Right now, 95% of the world’s adipic acid production uses nitric acid as an oxidant, which releases N2O as a by-product. The gas eats away at Earth’s protective ozone layer and ranks behind only carbon dioxide and methane when it comes to greenhouse gas emissions. Some producers trap and destroy N2O, and emissions have been cut in half since 1990. But significant emissions remain.
Chemists have been exploring N2O-free routes to adipic acid for years by using O2 or H2O2 or employing enzymes. These methods tend to be more energy efficient, have better yields, and avoid corrosion problems from using nitric acid, but none has yet proven to be economical on a large scale.
Kuo Chu Hwang and Arunachalam Sagadevan of Taiwan’s National Tsing Hua University have developed an approach that uses ozone and UV light at room temperature and pressure (Science 2014, DOI: 10.1126/science.1259684).
Ozone and UV light may be more economical than other routes.

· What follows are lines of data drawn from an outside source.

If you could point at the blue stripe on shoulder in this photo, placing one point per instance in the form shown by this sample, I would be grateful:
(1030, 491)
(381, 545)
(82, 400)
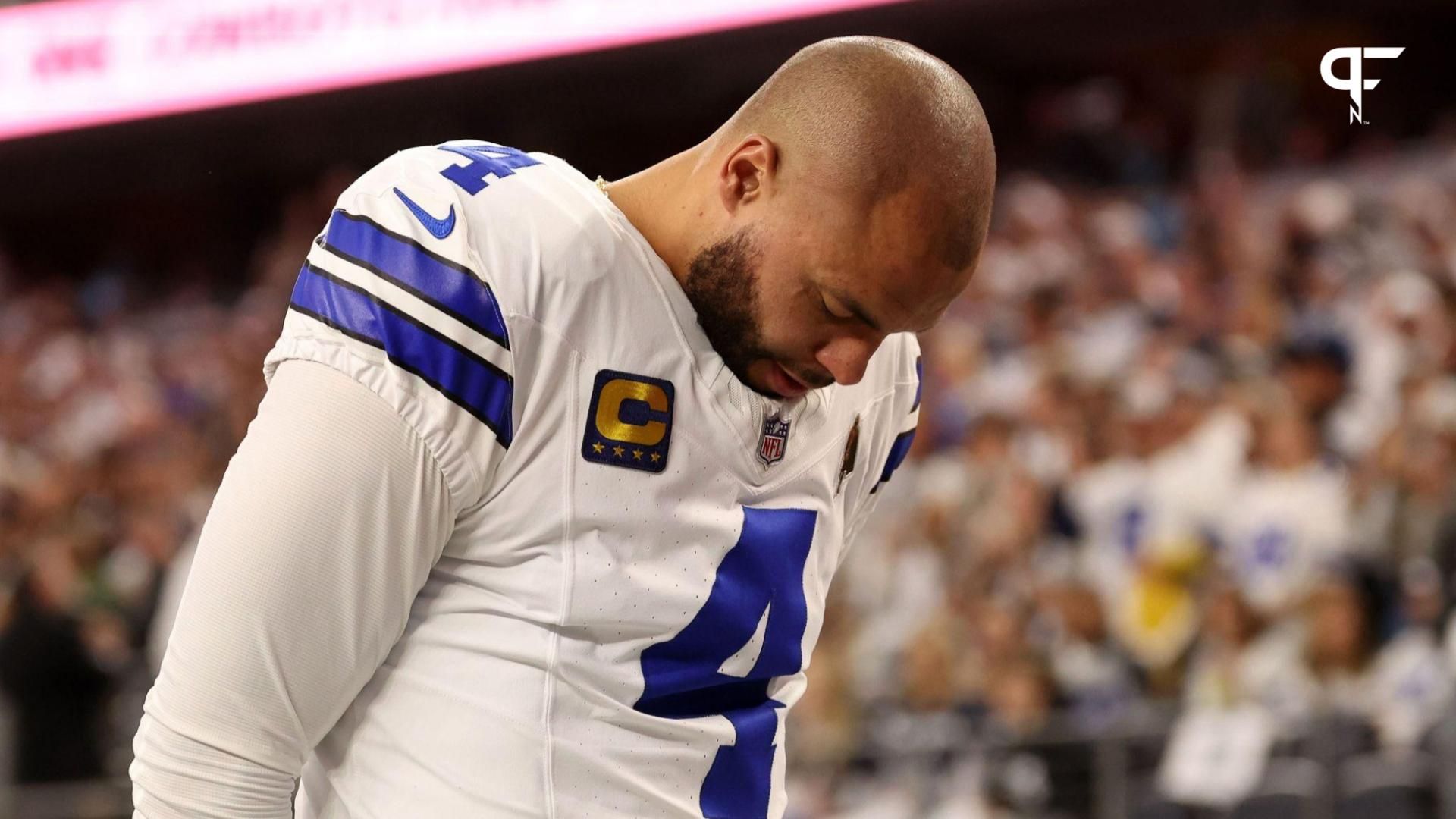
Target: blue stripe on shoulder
(897, 457)
(449, 286)
(462, 376)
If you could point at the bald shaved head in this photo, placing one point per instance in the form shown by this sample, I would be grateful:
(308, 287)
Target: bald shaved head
(846, 200)
(868, 117)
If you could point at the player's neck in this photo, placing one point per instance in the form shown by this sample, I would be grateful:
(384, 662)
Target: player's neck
(654, 203)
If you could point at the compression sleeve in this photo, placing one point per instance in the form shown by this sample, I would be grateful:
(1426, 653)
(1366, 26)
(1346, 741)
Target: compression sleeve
(327, 525)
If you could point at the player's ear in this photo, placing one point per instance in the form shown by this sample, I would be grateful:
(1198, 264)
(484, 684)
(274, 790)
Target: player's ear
(747, 171)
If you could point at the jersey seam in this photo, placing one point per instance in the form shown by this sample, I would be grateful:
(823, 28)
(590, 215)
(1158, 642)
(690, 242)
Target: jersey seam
(424, 444)
(568, 573)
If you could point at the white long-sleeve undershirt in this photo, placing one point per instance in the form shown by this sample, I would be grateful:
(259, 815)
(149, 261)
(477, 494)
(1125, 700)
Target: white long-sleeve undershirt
(321, 535)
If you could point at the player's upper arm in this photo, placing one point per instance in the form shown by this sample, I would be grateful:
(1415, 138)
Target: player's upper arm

But using them as “reagents” is potentially problematic from a commodity-scale perspective, says Thomas Boussie, cofounder of Rennovia. His company is developing a commercial process to make N2O-free adipic acid from glucose using an O2 (air) oxidation process coupled with a hydrogenation step.
Using ozone in organic oxidations can potentially form explosive organic peroxides, Boussie notes. Technical issues of efficient light penetration into large reactors also raise a red flag, he adds. “This paper reports an intriguing laboratory synthetic method,” Boussie says, “but it is one that would encounter significant hurdles scaling to an industrial process.”
Hwang doesn’t view those challenges as insurmountable. Any organic peroxides formed are short-lived, he says, and the engineering of photochemical reactors is improving with LED lighting. “We are optimistic,” Hwang says.